The Institute continues to follow its original vision: to create an environment of openness for all people. SMI aims to be family-friendly, economically inclusive, and culturally authentic. Although a voluntary donation is welcome at all entrance gates, the Institute does not have an entrance fee for its World Beat Festival or for its exhibits at the Reed Opera House World Beat Gallery or lecture series. SMI also hosts an annual Multicultural Ball each October in the Reed Opera House Ballroom.

When you visit

World Beat Gallery in Reed Opera House 2014

 In 2006, the Salem Multicultural Institute moved their office downtown and opened the World Beat Gallery at the Reed Opera House with an exhibit entitled Diversity in the Philippines. The gallery has since hosted other cultural exhibits, including Holidays Around the World, Black Voices from Salem’s Past, Scotland and Her People, Windows into China and three series about international marriage customs. The Performance and Lecture series, which began in 2007, encourages local ethnic communities to showcase cherished traditions in the intimate, historic setting of the Reed. A small staff coordinates the work of volunteers, curates the exhibits and organizes the year-round events

Other events

  • Raul Ramirez is the first Hispanic to be elected as Marion County Sheriff. A star athlete and student leader, eighteen-year-old Raul Ramirez was ordered to report to his Woodburn High School principal’s office. There he found the local Police Chief waiting to talk to him. “I didn’t do it,” thought Ramirez, sure he was about to be blamed for something. As he explains it, “Back then, law enforcement was not a friend of the Hispanic community. ”
    Until then, Ramirez’s goal was to be a physical education teacher and work with youth. But his meeting with the Police Chief that day changed his life — and his future career.
    Police Chief Bob Prinslow wanted Ramirez to help police build relations with teen-agers. “I needed him,” Prinslow later said. “There was a lot of juvenile crime at the time and I wanted a leader to help me. Raul was a natural.” Ramirez became the department’s first police cadet and was later hired as a part-time dispatcher. Prinslow was the Marion County Under Sheriff when Ramirez was hired as a deputy. The two have remained friends and Prinslow watched proudly as Ramirez replaced him as Marion County Sheriff.
  • The Oregon Garden in Silverton is begun with a groundbreaking ceremony in June. It will open to the public in April 1999.
  • The transit district, following ADA guidelines, converts buses for the use of disabled patrons.
  • The Salem-Keizer Volcanoes, a minor league baseball team, is organized. They are a Short-Season Class A team in the Northwest League, and are an affiliate of the San Francisco Giants.

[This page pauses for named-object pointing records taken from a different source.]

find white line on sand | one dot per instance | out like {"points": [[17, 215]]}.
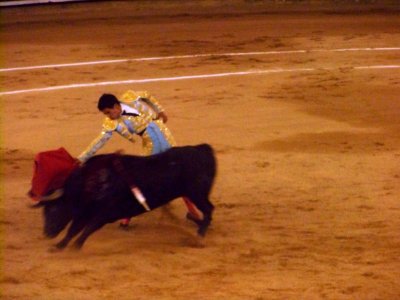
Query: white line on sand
{"points": [[160, 79], [115, 61]]}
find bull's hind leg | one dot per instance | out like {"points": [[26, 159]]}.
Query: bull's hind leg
{"points": [[206, 207]]}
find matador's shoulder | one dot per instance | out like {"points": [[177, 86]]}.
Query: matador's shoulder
{"points": [[109, 125], [130, 95]]}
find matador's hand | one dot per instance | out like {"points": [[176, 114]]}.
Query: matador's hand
{"points": [[163, 117]]}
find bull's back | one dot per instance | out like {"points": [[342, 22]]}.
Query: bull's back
{"points": [[200, 165]]}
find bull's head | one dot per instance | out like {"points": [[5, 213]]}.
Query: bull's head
{"points": [[51, 169]]}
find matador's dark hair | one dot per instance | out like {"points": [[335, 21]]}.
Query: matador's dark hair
{"points": [[107, 101]]}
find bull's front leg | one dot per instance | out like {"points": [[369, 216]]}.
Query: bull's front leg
{"points": [[92, 226], [75, 227]]}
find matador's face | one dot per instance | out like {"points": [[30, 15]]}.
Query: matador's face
{"points": [[114, 112]]}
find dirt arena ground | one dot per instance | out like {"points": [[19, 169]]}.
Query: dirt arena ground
{"points": [[306, 196]]}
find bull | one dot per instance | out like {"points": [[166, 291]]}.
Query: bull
{"points": [[111, 187]]}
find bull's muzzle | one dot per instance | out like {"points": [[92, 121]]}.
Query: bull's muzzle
{"points": [[52, 196]]}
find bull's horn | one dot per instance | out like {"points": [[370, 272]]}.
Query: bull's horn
{"points": [[54, 195]]}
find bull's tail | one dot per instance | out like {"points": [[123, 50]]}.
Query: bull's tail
{"points": [[208, 159]]}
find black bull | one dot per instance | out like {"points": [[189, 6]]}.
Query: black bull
{"points": [[99, 192]]}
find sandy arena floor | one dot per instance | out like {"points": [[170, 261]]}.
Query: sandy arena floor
{"points": [[308, 177]]}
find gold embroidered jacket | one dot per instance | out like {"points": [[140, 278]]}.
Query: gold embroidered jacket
{"points": [[143, 109]]}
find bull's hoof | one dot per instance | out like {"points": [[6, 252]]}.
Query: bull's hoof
{"points": [[124, 226], [202, 231], [55, 249], [193, 218]]}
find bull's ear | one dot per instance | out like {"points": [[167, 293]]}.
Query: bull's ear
{"points": [[36, 205]]}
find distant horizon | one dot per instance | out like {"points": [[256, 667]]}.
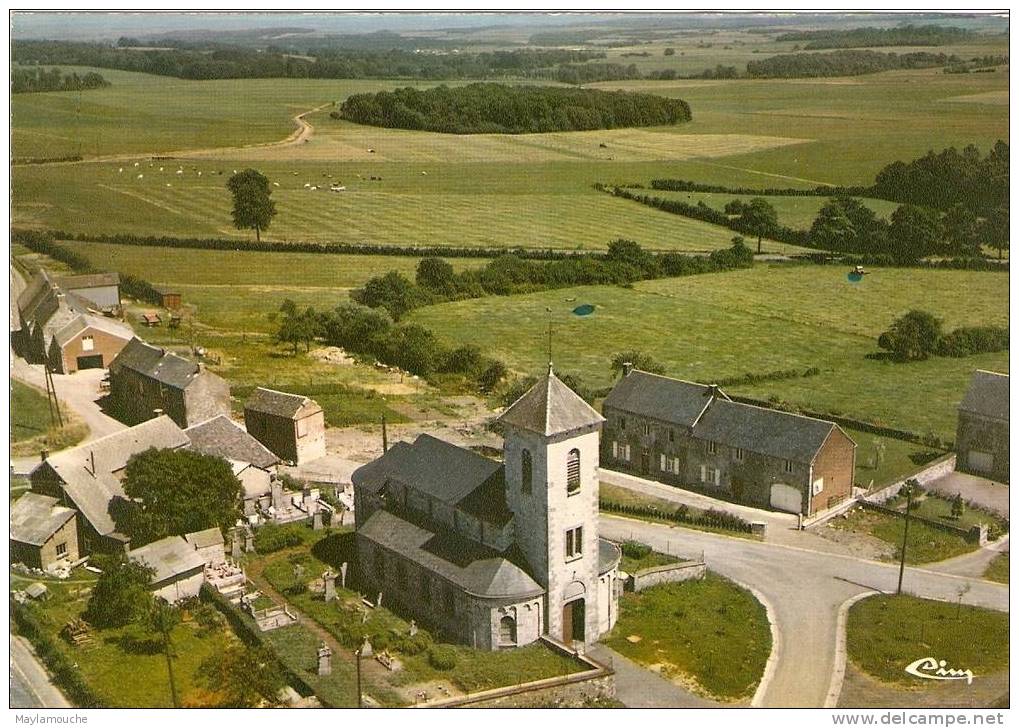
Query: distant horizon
{"points": [[108, 26]]}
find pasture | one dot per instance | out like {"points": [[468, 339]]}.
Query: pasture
{"points": [[485, 190], [770, 318]]}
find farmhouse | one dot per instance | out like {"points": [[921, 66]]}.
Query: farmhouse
{"points": [[64, 329], [494, 555], [292, 426], [43, 532], [684, 433], [982, 431], [178, 569], [101, 290], [88, 478], [146, 378]]}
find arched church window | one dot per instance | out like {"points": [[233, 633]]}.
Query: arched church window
{"points": [[573, 471], [507, 630]]}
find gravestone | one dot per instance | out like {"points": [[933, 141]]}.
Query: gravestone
{"points": [[325, 660]]}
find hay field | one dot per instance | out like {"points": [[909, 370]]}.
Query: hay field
{"points": [[771, 318]]}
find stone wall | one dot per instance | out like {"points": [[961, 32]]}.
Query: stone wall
{"points": [[666, 574]]}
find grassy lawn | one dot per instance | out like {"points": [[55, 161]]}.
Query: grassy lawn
{"points": [[710, 633], [925, 543], [820, 320], [124, 666], [886, 633], [998, 569], [475, 670]]}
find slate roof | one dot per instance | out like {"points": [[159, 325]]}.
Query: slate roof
{"points": [[429, 465], [165, 367], [92, 490], [480, 572], [660, 398], [987, 395], [780, 434], [281, 404], [206, 538], [34, 518], [88, 280], [224, 437], [550, 408], [169, 557]]}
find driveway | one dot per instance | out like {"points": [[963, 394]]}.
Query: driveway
{"points": [[986, 493], [805, 589]]}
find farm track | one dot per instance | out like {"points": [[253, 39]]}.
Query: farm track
{"points": [[302, 134]]}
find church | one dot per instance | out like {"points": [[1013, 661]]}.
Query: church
{"points": [[494, 555]]}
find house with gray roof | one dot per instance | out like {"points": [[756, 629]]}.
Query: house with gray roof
{"points": [[982, 429], [694, 435], [147, 380], [290, 425], [88, 478], [43, 532], [494, 555], [177, 569]]}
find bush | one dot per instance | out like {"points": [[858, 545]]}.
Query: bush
{"points": [[442, 657], [271, 537]]}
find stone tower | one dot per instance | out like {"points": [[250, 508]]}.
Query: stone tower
{"points": [[551, 473]]}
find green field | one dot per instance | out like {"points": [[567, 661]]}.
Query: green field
{"points": [[769, 318], [795, 212], [490, 190]]}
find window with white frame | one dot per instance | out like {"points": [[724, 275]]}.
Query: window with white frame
{"points": [[575, 542]]}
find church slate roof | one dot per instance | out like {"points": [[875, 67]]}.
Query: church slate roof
{"points": [[550, 408], [987, 396], [780, 434], [432, 466], [478, 571], [34, 518], [660, 398], [224, 437]]}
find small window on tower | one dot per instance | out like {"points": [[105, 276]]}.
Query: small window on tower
{"points": [[573, 471]]}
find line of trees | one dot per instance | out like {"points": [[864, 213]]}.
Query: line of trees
{"points": [[869, 37], [31, 81], [487, 108]]}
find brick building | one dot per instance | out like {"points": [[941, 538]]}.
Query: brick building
{"points": [[146, 378], [689, 434], [982, 430]]}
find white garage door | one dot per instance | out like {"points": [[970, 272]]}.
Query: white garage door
{"points": [[787, 498], [983, 462]]}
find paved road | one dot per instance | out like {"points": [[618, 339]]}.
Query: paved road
{"points": [[988, 493], [638, 687], [30, 684], [805, 589]]}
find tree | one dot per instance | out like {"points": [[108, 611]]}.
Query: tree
{"points": [[995, 229], [915, 232], [175, 491], [759, 218], [295, 326], [253, 207], [639, 360], [243, 677], [912, 336], [121, 593]]}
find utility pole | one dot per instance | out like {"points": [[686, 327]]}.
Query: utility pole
{"points": [[909, 486]]}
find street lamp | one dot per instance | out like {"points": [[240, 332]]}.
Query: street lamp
{"points": [[909, 487]]}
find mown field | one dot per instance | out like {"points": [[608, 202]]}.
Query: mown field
{"points": [[526, 190], [767, 319]]}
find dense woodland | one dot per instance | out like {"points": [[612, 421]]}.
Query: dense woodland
{"points": [[30, 81], [873, 37], [495, 108]]}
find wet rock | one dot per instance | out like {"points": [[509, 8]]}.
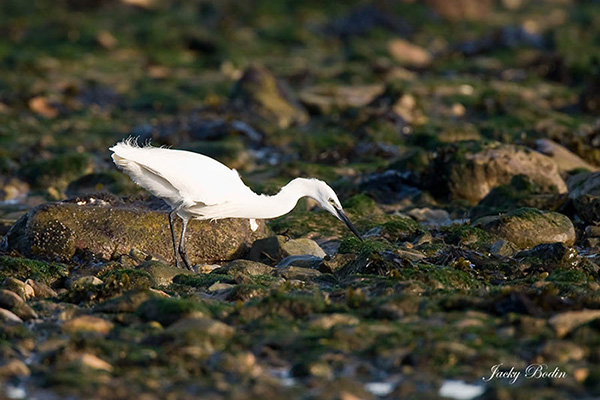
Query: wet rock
{"points": [[162, 274], [408, 53], [549, 256], [56, 172], [9, 316], [325, 99], [391, 186], [584, 191], [503, 248], [303, 261], [566, 322], [275, 248], [298, 273], [112, 181], [12, 189], [520, 192], [78, 283], [40, 289], [88, 323], [461, 9], [201, 326], [246, 268], [11, 301], [24, 290], [329, 266], [168, 310], [562, 157], [128, 302], [14, 368], [330, 320], [360, 20], [92, 361], [562, 351], [260, 91], [57, 231], [471, 174], [528, 227]]}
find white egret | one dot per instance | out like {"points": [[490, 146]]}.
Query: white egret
{"points": [[196, 186]]}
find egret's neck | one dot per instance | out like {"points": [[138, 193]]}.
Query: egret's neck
{"points": [[264, 207]]}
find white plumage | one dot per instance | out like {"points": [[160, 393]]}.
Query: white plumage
{"points": [[196, 186]]}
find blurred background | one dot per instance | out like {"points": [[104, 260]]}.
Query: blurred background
{"points": [[423, 115], [283, 88]]}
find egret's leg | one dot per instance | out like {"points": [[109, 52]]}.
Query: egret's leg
{"points": [[172, 226], [182, 251]]}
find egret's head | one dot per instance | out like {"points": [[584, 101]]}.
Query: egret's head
{"points": [[328, 200]]}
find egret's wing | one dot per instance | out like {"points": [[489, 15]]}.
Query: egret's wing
{"points": [[191, 176]]}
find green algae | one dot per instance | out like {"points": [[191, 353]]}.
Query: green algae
{"points": [[23, 268]]}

They play their home games at Volcano Stadium that seats 4,252 fans.
  • A group of prisoners in the State Penitentiary dig a tunnel 24 feet long before their escape route is discovered.
  • In January of 1996, Keiko, the killer whale star of Free Willy and Free Willy II, was moved from Mexico City via cargo plane into his new home at the Oregon Coast Aquarium. Over the next 32 months, Keiko is rehabilitated at the aquarium, where more than 2.5 million people pay him a visit. In the fall of 1998, Keiko was moved to a pen in the waters of the North Atlantic off Iceland, rehabilitated for living on his own. He died December 12, 2003, after the sudden onset of pneumonia in the Taknes fjord.
  • In 1997 several “Salem Public Library History” exhibits were mounted in the Heritage Room. In March, Tired Old Barns was the exhibit with over 40 Marion Court Historical Society photographs taken by Al Jones. Other collections on display included “Oregon Covered Bridges” and Salem Public Library History.